Ontem, dia 8 de outubro, cerca de meio milhão de pessoas ( os números oscilam entre 950 mil, segundo os organizadores e 350 mil, segundo a polícia) saíram para a rua em Barcelona a declarar-se contra a independência da Catalunha. É a primeira vez que há uma grande manifestação pró-Madrid, demonstrando que, mesmo entre os catalães, a questão da secessão da Espanha não é pacífica. Até agora só se tinham pronunciado as multidões pró-independência. A favor, apenas pequenos grupos do PP espanhol e franquistas, o que terá levado a que aqueles que ontem foram para a rua tenham anteriormente ficado em casa – como no dia da votação – por não se quererem identificar com os saudosos de Franco e o partido de Rajoy.
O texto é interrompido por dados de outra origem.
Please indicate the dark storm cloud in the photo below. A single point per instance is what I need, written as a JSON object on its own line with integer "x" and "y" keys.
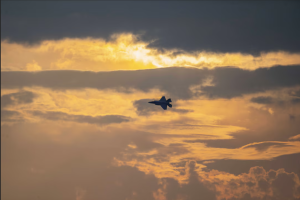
{"x": 262, "y": 100}
{"x": 176, "y": 81}
{"x": 247, "y": 26}
{"x": 17, "y": 98}
{"x": 100, "y": 120}
{"x": 144, "y": 108}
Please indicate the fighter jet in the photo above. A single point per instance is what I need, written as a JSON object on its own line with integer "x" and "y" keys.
{"x": 163, "y": 102}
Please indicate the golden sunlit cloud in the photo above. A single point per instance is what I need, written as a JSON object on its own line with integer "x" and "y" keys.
{"x": 124, "y": 52}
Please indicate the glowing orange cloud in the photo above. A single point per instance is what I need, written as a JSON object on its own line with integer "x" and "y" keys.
{"x": 124, "y": 52}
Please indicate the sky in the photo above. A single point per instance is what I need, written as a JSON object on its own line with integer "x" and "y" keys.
{"x": 77, "y": 76}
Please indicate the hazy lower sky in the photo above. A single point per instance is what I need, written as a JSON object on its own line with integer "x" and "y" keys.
{"x": 77, "y": 76}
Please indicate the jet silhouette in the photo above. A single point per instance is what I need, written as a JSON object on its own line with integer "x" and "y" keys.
{"x": 163, "y": 102}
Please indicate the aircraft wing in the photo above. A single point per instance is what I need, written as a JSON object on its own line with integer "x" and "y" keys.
{"x": 164, "y": 106}
{"x": 163, "y": 98}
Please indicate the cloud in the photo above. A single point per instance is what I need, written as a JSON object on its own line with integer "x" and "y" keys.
{"x": 144, "y": 108}
{"x": 296, "y": 137}
{"x": 23, "y": 97}
{"x": 257, "y": 184}
{"x": 100, "y": 120}
{"x": 263, "y": 146}
{"x": 176, "y": 81}
{"x": 289, "y": 162}
{"x": 125, "y": 51}
{"x": 262, "y": 100}
{"x": 9, "y": 115}
{"x": 226, "y": 79}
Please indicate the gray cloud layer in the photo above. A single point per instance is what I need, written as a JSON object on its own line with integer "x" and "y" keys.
{"x": 228, "y": 82}
{"x": 250, "y": 26}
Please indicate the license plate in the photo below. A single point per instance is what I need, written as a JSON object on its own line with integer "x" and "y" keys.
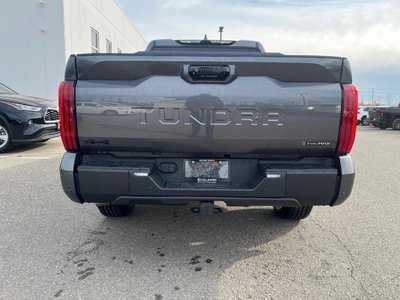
{"x": 207, "y": 170}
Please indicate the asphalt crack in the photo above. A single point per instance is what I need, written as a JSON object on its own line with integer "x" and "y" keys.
{"x": 351, "y": 257}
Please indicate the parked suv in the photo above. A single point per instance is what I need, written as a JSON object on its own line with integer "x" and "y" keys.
{"x": 389, "y": 117}
{"x": 362, "y": 115}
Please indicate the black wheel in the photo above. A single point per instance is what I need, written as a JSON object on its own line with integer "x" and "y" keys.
{"x": 115, "y": 211}
{"x": 396, "y": 124}
{"x": 364, "y": 121}
{"x": 110, "y": 113}
{"x": 5, "y": 138}
{"x": 293, "y": 213}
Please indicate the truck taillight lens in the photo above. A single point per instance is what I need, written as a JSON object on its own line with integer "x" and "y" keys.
{"x": 67, "y": 115}
{"x": 349, "y": 119}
O clima tem estado tenso em Barcelona e nas principais cidades e a situação que se vive é tudo menos linear. A esquerda favorece a independência – mas a principal força independentista, a Convergência Democrática, CDC, é considerada de direita, assim como a coligação actualmente no poder, JxSí (Junts pel Sí), presidida por Carles Puigdemont, e constituída por partidos tanto de esquerda (ERC e CUP, marxista) como de direita (CDC e DC), unidos apenas pela vontade de independência. Do lado anti-independentista há partidos de esquerda, como o Podemos, e de direita, como o Partido Popular.

Mas vamos por partes.

A Espanha, tal como existe desde o século XVIII, é formada por um conjunto de nacionalidades que se foram submetendo ou juntando a Castela, quer através de casamentos e tratados, quer por conquista. Nós próprios, portugueses, fizemos parte de Espanha entre 1580 e 1640, através de D. Isabel, filha de D. Manuel I e mãe do Rei de Espanha, Filipe II (que viria a ser o nosso Filipe I). Em 1640, ano em que Portugal recuperou soberania, os catalães também se revoltaram contra o domínio de Castela, obrigando Filipe IV (nosso Filipe III) a dividir as suas forças,  o que nos terá permitido ganhar a guerra da independência, enquanto os catalães perderam a deles. Esta coincidência tem sido apontada por certos comentadores como dando aos portugueses uma espécie de “obrigação” de apoiar a independência da Catalunha, como uma espécie de retribuição. De facto, tratou-se tão somente de uma coincidência - os catalães não se rebelaram para nos favorecer. Voltaram a revoltar-se no século XVIII e foram derrotados definitivamente por Filipe V. Em 1715 a Espanha tomou a forma territorial que conserva até hoje.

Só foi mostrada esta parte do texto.